In the minds of many of those concerned about an imminent rendezvous with peak oil, the day the world slides past the all-time peak in oil production will be a fateful and irreversible crossing. After it all the calamitous predicted consequences of the ensuing decline will become obvious--financial collapse, unaffordable energy prices, shortages of food and other goods dependent on cheap oil, and mounting unemployment to name a few. And, the cause of these effects will be plain for everyone to see.
But even as some of these symptoms begin to manifest themselves, the public remains ignorant that stringency in oil supplies lies at the heart of them (though peak oil is admittedly part of a complex web of problems related to our broader energy and resource use). Why is this so?
From the long view the level of oil production on a graph in this decade may well look like a peak. But from closer in, as we experience it day to day, month to month, and year to year, production may seem to be on a long, bumpy plateau. Even though one of the world's major sources of energy information, the International Energy Agency, admits that conventional crude oil probably peaked in 2006, the public and most policymakers remain ignorant of this sign that liquid fuels will have a hard time keeping up with demand.
It is true that other liquids--natural gas liquids, biofuels and unconventional oil derivatives--have allowed total liquid fuels production to eek out at new all-time high this year. But robust demand once again drove the price for Brent crude above $100 where it remains as of this writing. This seems to have had the effect of dampening economic activity and so prices and production have actually fallen from their highest levels as demand has waned. We know that oil price spikes have been associated with 10 of the last 11 economic recessions (PDF); there is reason to believe that we are headed into number 12.
It is this pattern which prevents a clear signal to people, policymakers and markets about our predicament. We seemed to be crossing the Rubicon of peak oil in 2008 as prices rose to $147 a barrel only to cross back during the subsequent two and a half years leading to a new nominal peak in production in January this year. In between the price of oil plummeted to around $35 a barrel before rebounding above $100.
This phenomenon has now been described for us by the former editor of Petroleum Review, Chris Skrebowski, in his piece "A Brief Economic Explanation of Peak Oil." Skrebowski believes there is a sort of speed limit that oil prices are imposing on the economy, and it begins roughly when oil trades above $90 a barrel though the number may be higher for high-growth countries such as China, perhaps up to $110. If prices stay in this area for long, it appears to signal that a recession is not far away.

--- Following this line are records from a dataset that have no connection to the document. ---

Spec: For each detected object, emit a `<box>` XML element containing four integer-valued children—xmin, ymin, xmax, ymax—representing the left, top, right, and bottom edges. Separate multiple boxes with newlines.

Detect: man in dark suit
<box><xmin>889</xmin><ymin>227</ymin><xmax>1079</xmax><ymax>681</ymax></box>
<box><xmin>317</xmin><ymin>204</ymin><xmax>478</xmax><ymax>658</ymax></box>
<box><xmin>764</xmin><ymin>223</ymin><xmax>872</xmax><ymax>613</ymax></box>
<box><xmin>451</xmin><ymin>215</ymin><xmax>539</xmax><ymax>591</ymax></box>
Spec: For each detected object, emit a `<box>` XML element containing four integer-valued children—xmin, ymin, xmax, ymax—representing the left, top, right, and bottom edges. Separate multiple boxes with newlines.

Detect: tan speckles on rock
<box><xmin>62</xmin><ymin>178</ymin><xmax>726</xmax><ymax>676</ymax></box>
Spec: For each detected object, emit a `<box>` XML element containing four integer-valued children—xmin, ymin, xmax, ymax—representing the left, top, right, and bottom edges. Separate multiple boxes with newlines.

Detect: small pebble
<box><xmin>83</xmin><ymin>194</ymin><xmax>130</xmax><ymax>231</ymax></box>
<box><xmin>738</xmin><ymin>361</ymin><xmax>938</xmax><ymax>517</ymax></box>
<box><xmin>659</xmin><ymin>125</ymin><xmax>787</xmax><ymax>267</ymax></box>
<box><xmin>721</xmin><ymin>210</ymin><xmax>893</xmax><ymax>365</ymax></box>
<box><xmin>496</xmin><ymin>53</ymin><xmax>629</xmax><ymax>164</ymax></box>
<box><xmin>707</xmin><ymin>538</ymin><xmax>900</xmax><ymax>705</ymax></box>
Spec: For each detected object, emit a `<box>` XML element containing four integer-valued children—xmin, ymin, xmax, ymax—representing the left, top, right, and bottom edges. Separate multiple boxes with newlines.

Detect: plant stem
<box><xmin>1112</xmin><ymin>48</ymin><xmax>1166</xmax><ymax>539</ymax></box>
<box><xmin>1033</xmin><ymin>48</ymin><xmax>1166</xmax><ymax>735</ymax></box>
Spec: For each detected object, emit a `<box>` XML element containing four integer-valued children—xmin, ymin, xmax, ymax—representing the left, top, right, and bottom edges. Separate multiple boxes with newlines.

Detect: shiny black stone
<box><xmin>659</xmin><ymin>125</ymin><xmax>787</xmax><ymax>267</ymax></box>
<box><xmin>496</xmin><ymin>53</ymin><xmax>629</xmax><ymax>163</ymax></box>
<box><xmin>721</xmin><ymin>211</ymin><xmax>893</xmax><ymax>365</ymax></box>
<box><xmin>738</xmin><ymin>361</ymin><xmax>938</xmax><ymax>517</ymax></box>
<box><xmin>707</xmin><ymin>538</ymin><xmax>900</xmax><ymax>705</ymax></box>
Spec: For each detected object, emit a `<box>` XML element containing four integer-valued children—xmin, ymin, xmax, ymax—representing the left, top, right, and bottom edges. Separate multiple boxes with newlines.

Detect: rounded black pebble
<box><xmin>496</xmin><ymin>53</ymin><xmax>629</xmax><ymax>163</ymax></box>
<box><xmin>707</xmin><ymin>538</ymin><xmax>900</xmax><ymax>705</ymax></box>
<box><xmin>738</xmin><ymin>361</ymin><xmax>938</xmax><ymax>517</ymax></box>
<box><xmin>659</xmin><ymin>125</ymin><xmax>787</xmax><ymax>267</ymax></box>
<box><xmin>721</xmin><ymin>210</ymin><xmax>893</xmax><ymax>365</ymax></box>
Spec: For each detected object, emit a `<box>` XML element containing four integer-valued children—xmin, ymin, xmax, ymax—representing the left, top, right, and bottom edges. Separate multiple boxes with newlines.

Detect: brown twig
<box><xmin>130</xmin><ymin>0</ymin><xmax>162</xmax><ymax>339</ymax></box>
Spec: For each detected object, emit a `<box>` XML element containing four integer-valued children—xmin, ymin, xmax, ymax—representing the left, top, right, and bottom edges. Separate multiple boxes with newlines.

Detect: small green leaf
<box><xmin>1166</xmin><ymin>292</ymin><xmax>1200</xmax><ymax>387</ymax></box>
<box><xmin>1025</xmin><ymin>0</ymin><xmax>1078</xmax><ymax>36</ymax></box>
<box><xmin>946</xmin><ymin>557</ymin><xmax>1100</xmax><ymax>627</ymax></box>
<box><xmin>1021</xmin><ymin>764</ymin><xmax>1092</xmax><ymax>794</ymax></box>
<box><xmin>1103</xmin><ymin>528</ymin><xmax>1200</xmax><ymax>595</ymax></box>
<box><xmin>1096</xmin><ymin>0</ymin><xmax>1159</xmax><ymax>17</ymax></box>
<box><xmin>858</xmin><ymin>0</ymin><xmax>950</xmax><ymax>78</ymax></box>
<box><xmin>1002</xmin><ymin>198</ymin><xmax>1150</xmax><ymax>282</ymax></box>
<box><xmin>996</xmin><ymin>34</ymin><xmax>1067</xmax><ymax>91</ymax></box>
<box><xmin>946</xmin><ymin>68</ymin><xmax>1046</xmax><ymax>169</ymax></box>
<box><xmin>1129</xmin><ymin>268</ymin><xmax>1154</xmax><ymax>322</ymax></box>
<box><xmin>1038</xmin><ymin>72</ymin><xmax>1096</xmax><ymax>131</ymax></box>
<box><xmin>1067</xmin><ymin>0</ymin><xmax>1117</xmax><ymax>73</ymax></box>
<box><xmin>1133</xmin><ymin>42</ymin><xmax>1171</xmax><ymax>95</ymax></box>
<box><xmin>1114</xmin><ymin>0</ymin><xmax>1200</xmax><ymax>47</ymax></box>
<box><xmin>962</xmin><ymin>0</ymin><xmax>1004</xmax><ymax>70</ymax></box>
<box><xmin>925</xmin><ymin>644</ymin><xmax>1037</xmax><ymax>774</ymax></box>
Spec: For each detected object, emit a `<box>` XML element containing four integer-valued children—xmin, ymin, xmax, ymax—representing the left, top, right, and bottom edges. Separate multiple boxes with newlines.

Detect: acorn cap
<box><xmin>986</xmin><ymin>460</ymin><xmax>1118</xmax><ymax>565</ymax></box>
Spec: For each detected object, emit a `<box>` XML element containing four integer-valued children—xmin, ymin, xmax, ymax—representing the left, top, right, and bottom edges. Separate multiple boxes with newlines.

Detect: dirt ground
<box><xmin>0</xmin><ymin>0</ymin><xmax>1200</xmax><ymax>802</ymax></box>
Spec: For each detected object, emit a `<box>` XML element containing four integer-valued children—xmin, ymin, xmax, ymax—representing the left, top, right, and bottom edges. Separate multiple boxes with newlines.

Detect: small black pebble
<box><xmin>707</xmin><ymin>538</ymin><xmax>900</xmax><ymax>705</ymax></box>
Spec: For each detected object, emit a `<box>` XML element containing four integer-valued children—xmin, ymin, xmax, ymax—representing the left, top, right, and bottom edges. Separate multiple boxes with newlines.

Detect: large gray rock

From the public's point of view, oil prices this high have become a "normal" part of life. And, if Skrebowski's analysis proves correct, there will be no dramatic price spikes above, say, $200 a barrel that stick, something that might definitively signal the beginning of a long-term oil crisis in the public's mind. Instead, there will be repeated attempts to revive economic activity through fiscal and monetary stimulus which will ultimately fail to gain traction as oil prices shoot up once again, dampen economic activity and lead to recession after recession. During each recession oil prices will drop making the peak oil problem seem to disappear.
It's certainly true that significant increases in world production of liquid fuels would end this cycle. But as Skrebowski points out, "If adaptive responses were fast enough and large enough, oil prices might be broadly stable. They clearly are not." By "adaptive responses" he means in part those increases in oil production and the production of substitutes. But, the unstable economic climate we are now facing is making long-term planning and investment in both the oil industry and the alternative energy industries difficult.
What Skrebowski offers is a sound rejoinder to those economists who say that peak oil theorists don't take into account economic factors--factors which those economists say will solve the problem of peak oil whenever it arrives by destroying demand and making substitutes profitable. For now, however, we can see that the economic factors are not really solving the problem of peak oil, but possibly feeding it. That's not something most economists will be able to hear. And, it describes a pattern that will likely only confuse the public and policymakers even though Skrebowski has explained it in terms that any thoughtful person can understand--if only they want to.